It's 9:47pm on a Tuesday. Karen's just noticed a damp patch on her bedroom ceiling. She grabs her phone, Googles "plasterer near me", and messages three of them on WhatsApp. By the time she goes to bed, one has replied. That's the one she books.
You were one of the other two. You were watching telly. You saw the message come in at 6am the next morning and replied straight away — but Karen already booked someone twelve hours ago.
When Do People Actually Search for Tradespeople?
Not when you think. Most tradespeople assume enquiries come in during the working day. They don't. Research consistently shows that the busiest time for "find a tradesperson" searches is between 7pm and 10pm. Weekday evenings and Sunday afternoons are peak.
Think about it. People are at work during the day. They notice the dripping tap, the cracked tile, the dodgy light switch — but they don't do anything about it until they're home and settled. Then they Google, message, and expect a quick reply.
The Response Time Problem
Here's a stat that should worry you: 78% of customers go with the first tradesperson who responds. Not the cheapest. Not the most qualified. The first one who replies.
If someone messages you at 9pm and you reply at 7am, that's ten hours. In ten hours, they've had three other people get back to them, one of whom sent a price, and they've already booked it. Your reply lands and they say "sorry, we've found someone."
It's not fair, but it's how it works. Speed wins.
What You're Competing Against
You're not just competing against other tradespeople in your area. You're competing against their systems. The electrician who's set up automatic replies on WhatsApp Business. The plumber whose wife takes messages in the evening. The handyman who checks his phone every thirty minutes until midnight.
If your system is "I'll check my messages in the morning", you're at a massive disadvantage. Not because you're worse at your job — because you're slower to reply.
The Weekend Problem
Weekends are even worse. Saturday mornings are prime time for home improvement decisions. Couples walk around the house, make a list of jobs, and start contacting people. If you don't reply until Monday morning, you've lost two days. Those customers have already found someone who replied on Saturday.
You don't have to work weekends to respond on weekends. Even a quick "thanks for your message, I'll get back to you on Monday with some availability" is enough to keep the lead warm. It tells the customer you've seen their message and you're interested.
Practical Solutions That Don't Mean Being Glued to Your Phone
Auto-replies on WhatsApp Business. Set up an away message that goes out automatically when someone messages you outside your working hours. Make it specific: "Thanks for getting in touch. I'm currently offline but I'll reply first thing in the morning with availability for this week."

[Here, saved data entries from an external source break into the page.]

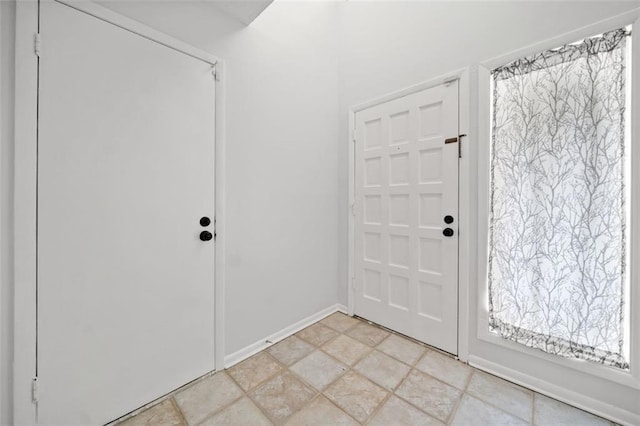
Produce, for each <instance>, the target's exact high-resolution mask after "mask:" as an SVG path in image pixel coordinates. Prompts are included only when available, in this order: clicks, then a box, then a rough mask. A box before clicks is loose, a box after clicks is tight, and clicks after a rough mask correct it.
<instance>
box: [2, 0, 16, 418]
mask: <svg viewBox="0 0 640 426" xmlns="http://www.w3.org/2000/svg"><path fill="white" fill-rule="evenodd" d="M14 22H15V3H14V2H13V1H0V424H2V425H9V424H11V407H12V401H13V397H12V388H11V385H12V369H11V366H12V362H13V333H12V331H13V286H12V283H13V255H12V247H13V208H12V199H13V99H14V98H13V93H14V90H13V76H14V71H13V64H14V55H13V51H14V48H13V45H14V33H15V25H14Z"/></svg>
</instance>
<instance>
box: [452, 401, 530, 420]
mask: <svg viewBox="0 0 640 426" xmlns="http://www.w3.org/2000/svg"><path fill="white" fill-rule="evenodd" d="M528 424H529V422H526V421H524V420H522V419H520V418H518V417H516V416H512V415H511V414H507V413H506V412H504V411H502V410H499V409H498V408H496V407H494V406H492V405H489V404H487V403H485V402H482V401H480V400H479V399H477V398H474V397H472V396H469V395H464V396H463V397H462V401H460V405H459V406H458V409H457V410H456V413H455V415H454V417H453V421H452V422H451V425H452V426H477V425H492V426H527V425H528Z"/></svg>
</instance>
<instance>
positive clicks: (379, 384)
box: [354, 351, 411, 390]
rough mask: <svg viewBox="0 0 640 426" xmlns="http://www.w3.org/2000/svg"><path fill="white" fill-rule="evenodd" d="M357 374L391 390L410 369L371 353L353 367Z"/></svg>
mask: <svg viewBox="0 0 640 426" xmlns="http://www.w3.org/2000/svg"><path fill="white" fill-rule="evenodd" d="M354 370H356V371H357V372H358V373H360V374H362V375H363V376H365V377H367V378H369V379H371V381H373V382H374V383H377V384H379V385H380V386H382V387H384V388H387V389H389V390H393V389H395V388H396V386H398V384H400V382H401V381H402V379H404V377H405V376H406V375H407V373H408V372H409V370H411V367H409V366H407V365H405V364H403V363H401V362H400V361H398V360H395V359H393V358H391V357H390V356H389V355H385V354H383V353H382V352H379V351H373V352H371V353H370V354H369V355H367V356H366V357H364V358H363V359H362V360H361V361H360V362H359V363H357V364H356V366H355V367H354Z"/></svg>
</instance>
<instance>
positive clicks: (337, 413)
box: [287, 395, 359, 426]
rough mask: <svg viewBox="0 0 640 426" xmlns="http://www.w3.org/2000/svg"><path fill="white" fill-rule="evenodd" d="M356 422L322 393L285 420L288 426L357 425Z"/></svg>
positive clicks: (318, 395) (340, 425) (353, 419)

Have set checking times. Rather than constantly checking your phone, look at your messages at three fixed times: 7am, 1pm, and 9pm. That way you catch morning, afternoon, and evening enquiries without it taking over your life.
Let someone else handle it. Whether it's a family member, a virtual assistant, or an automated system, having someone respond when you can't is the single biggest thing you can do to stop losing leads.
That's why some tradespeople use AI assistants like Gaffer that reply to WhatsApp messages and answer calls 24/7 — qualifying leads and booking them in while you sleep. The customer gets an immediate response, you wake up to a booked job, and nobody had to stay up until midnight refreshing their phone.
Do the Maths
How many enquiries do you get per week? Count them. Now how many come in outside of 9-5? Probably more than half.
If you're getting 10 enquiries a week and 6 of them come in the evening or weekend, and you're only converting 2 of those because of slow responses, that's 4 lost jobs a week. At even £200 average per job, that's £800 a week. Over £40,000 a year in lost revenue.
You don't need to be available 24 hours a day. You just need something that is.